PITTSBURGH — APPLE Computer's next-generation machine may do for the company and its loyal customers what the Macintosh did a decade ago. The new computers - called PowerPCs - could catapult Apple into a new era of growth and expanding market share.
``Apple's going to do OK,'' says Mel Phelps, senior technology analyst at Hambrecht & Quist in San Francisco. ``They have a nice new platform in PowerPC.''
The company wowed users last week when it showed off prototypes of its new systems at the Macworld Expo in San Francisco. Apple plans to introduce PowerPCs perhaps as early as mid-March. ``If Macworld is any indication of the fervor of the market toward PowerPC, it's pretty high,'' says Dave Harding, a product manager at WordPerfect Corporation in Orem, Utah. ``Without a doubt, PowerPC was the item at the show.... It was like 1984 all over again.''
That was the year Apple introduced the Macintosh computer, which solidified the company's status as the main alternative to the dominant IBM-compatible machines. In 1984, the Macintosh stood apart because of its graphical, easy-to-use operating software. Now, as the IBM-compatible world catches up on the software end, Apple is poised to jump ahead in hardware.
``They're going to be offering - in $2,000 to $3,000 systems - very competitive performance,'' says Michael Slater, publisher of Microprocessor Report, an industry newsletter in Sebastopol, Calif. The PowerPC will be the ``first time in history they offer the pure, raw performance of mainstream IBM PCs.''
With its aggressive pricing, Apple is targeting the middle market of users. It can afford to do that, in part because the Motorola chip that powers the new computer costs about one-half of Intel's top-of-the-line Pentium microprocessor.

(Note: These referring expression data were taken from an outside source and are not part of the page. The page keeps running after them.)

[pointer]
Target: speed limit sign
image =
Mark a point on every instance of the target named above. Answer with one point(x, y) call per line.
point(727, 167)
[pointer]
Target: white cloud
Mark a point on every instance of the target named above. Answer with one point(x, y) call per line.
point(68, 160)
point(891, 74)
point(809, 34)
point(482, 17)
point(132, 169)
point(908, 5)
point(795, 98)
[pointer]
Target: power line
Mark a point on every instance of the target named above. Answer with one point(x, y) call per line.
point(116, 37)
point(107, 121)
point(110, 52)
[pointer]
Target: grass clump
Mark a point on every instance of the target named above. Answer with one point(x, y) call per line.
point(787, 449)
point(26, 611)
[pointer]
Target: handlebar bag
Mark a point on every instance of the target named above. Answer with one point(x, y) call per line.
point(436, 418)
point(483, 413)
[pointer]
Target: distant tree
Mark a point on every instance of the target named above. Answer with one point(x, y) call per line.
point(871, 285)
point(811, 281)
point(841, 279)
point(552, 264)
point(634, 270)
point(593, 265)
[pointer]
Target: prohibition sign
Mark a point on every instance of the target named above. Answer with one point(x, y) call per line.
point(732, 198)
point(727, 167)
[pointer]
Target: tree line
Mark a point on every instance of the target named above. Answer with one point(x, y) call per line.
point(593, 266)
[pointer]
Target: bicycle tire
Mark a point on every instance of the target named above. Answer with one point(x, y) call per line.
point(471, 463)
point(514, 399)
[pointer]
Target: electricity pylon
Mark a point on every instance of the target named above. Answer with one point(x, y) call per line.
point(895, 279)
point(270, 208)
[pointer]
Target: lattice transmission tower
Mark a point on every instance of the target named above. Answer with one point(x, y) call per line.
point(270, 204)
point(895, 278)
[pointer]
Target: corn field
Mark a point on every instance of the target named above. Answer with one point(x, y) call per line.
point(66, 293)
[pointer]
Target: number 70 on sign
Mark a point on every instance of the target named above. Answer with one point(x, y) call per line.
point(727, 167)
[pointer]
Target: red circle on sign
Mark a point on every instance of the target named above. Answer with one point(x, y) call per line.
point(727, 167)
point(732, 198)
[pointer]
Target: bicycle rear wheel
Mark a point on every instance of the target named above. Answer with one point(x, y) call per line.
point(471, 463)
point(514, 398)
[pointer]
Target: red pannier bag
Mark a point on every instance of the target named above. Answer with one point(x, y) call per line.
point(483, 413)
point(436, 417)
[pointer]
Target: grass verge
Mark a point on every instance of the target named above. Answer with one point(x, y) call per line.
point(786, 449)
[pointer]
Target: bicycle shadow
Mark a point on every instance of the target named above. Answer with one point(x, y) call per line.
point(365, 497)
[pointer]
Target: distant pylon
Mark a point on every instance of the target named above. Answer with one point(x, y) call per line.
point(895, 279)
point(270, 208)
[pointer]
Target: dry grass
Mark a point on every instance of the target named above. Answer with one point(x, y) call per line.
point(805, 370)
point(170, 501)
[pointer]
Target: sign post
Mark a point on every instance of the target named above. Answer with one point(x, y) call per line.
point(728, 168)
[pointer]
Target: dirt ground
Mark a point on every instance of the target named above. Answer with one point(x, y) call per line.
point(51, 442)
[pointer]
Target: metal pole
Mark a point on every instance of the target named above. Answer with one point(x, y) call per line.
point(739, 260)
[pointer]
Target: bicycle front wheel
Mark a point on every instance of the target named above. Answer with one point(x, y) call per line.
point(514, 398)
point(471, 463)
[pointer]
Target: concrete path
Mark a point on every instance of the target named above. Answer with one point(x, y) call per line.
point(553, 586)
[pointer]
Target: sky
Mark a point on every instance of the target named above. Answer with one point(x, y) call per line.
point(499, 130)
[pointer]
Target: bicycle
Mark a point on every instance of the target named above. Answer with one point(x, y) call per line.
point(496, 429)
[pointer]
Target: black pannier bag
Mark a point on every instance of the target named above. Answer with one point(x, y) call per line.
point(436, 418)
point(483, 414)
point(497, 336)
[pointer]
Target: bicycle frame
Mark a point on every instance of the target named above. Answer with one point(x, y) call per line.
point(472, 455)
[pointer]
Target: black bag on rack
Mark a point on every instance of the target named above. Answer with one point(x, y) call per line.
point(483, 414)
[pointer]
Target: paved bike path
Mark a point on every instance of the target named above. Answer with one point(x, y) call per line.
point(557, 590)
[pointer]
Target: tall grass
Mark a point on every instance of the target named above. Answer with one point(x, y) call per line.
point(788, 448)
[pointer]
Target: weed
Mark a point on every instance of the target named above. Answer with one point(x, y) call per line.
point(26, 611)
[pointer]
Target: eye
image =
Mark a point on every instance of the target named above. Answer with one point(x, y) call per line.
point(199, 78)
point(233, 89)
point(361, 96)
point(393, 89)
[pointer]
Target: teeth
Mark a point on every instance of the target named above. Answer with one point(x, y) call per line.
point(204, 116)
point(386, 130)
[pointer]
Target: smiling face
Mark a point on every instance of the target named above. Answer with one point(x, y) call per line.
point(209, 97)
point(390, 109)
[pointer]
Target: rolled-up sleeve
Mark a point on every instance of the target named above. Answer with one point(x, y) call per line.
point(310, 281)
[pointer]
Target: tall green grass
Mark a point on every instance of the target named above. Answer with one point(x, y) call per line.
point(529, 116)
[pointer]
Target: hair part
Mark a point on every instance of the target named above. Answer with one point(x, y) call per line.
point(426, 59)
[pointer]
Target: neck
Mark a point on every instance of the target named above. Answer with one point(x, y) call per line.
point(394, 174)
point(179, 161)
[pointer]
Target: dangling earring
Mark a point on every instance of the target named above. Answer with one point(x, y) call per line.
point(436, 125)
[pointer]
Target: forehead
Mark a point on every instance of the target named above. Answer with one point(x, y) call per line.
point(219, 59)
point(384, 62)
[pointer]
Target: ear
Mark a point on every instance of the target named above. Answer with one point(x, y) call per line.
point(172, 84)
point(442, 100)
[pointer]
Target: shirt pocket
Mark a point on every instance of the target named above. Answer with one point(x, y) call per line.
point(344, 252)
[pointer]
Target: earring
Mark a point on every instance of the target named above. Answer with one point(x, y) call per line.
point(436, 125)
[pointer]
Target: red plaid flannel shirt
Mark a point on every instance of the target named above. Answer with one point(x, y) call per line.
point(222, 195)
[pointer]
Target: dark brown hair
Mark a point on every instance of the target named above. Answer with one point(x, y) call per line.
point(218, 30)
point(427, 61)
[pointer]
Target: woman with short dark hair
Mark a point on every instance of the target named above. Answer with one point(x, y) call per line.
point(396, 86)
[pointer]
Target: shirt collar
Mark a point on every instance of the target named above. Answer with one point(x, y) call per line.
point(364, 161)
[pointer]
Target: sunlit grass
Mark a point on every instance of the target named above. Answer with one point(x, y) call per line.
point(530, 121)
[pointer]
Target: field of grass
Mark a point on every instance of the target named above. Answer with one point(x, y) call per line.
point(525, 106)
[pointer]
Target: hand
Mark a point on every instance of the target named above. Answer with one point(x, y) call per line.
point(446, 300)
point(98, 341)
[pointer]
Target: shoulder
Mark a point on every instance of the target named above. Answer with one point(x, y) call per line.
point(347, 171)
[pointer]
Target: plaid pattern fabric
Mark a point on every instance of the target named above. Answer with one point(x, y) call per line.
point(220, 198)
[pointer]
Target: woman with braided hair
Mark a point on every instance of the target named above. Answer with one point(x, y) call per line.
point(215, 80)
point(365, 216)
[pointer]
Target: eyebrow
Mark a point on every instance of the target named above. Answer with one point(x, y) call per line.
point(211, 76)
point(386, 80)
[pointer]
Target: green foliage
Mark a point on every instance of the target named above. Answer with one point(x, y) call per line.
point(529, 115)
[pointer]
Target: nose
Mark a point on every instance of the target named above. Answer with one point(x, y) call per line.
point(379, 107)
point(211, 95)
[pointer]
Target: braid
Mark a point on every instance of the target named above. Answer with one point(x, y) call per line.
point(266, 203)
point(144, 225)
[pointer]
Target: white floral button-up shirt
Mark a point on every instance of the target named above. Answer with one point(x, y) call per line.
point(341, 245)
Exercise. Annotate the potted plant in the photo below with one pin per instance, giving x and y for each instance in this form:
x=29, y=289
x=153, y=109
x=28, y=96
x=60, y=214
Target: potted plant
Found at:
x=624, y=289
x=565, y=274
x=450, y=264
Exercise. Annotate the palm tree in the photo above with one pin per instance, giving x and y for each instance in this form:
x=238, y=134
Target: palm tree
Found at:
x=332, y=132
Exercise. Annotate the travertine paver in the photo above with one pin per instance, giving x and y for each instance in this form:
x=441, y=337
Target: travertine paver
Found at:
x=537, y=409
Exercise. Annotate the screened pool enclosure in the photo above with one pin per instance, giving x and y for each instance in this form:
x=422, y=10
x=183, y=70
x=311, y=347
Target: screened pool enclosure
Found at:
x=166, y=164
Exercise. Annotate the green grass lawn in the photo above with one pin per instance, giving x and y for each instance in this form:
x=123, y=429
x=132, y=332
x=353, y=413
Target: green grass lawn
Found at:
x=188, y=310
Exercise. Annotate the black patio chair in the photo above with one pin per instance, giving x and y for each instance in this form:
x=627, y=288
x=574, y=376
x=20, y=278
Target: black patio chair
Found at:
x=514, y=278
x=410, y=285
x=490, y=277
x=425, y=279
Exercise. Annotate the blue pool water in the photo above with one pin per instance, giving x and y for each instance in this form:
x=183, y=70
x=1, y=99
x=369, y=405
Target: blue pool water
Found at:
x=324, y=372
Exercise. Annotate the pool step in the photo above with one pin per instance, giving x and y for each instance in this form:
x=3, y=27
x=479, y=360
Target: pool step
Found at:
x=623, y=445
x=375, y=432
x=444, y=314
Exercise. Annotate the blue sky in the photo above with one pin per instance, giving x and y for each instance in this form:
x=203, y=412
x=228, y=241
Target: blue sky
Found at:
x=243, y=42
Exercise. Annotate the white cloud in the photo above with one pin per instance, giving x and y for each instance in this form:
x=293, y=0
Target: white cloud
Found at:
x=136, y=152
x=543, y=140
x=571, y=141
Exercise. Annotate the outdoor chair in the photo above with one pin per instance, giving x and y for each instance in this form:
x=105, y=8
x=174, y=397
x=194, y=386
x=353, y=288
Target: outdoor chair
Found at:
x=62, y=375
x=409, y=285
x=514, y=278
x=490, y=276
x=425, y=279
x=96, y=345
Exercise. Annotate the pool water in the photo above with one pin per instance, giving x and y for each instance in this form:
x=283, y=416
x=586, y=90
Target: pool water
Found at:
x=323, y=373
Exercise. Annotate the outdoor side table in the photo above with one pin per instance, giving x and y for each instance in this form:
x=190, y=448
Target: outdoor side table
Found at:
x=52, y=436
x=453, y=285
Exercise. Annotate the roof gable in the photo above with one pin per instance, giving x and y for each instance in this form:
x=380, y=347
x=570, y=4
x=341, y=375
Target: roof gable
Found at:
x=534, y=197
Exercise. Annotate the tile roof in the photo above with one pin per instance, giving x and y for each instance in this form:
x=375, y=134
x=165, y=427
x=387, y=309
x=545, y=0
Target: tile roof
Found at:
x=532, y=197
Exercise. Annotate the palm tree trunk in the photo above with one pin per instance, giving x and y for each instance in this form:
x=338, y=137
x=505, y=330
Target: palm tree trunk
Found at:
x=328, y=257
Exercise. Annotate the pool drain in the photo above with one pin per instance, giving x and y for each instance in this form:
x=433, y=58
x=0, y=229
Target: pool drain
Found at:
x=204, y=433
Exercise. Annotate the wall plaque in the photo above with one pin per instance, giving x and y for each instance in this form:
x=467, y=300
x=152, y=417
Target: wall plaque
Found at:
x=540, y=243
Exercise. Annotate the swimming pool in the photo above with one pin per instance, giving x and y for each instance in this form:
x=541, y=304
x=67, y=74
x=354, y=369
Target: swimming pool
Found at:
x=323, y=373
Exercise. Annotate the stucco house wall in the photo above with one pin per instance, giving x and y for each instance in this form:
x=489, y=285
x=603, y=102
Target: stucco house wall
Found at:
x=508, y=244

BUT Apple's strategy is conservative and potentially confusing. It is confusing because the PowerPC is a consortium in which Apple has joined forces with chipmaker Motorola and IBM. IBM has begun selling its version of the PowerPC. But the two PowerPCs share only their chip and their name. The IBM version will not communicate with the Apple machine because they run on different operating systems.
The strategy is conservative because Apple will dominate its current niche rather than break out into a broader market for desktop computers. The IBM personal computer became the industry standard in the early 1980s because IBM allowed anyone to build compatible machines. Many IBM ``clones'' appeared, setting off a ferocious pricing battle that made the machines affordable. But no one outside of Apple manufactures the Macintosh. The company gives no indication that it will act any differently with the PowerPC.
The first priority is the company's new System 7 operating software, says Betty Taylor, spokeswoman for Apple's personal computer division. ``We will deliver [PowerPC] systems beginning in the first half of this year that will run System 7,'' she says. Future PowerPCs will be able to operate on PowerOpen, a brand of the Unix operating system. The result is that Apple's PowerPC will coexist with the dominant PC architecture, rather than challenge it directly.
The niche is large and comfortable. By dropping prices dramatically on its Macintoshes, Apple has become the second-largest desktop-computer vendor behind IBM. ``It's OK to be in niche markets,'' says Mr. Harding of WordPerfect. ``The consumer market is a fairly large chunk of the pie.'' Analysts expect Apple to sell 1 million or more PowerPCs this year.
Microsoft, a leading softwaremaker in the PC and Macintosh worlds, committed to creating Apple PowerPC applications more than a year ago. It has not yet decided whether to build applications for the IBM version of the PowerPC. WordPerfect plans to offer its leading word-processing program on the Apple PowerPC as soon as the machines are shipped out. It, too, has not made any commitment to the IBM PowerPC.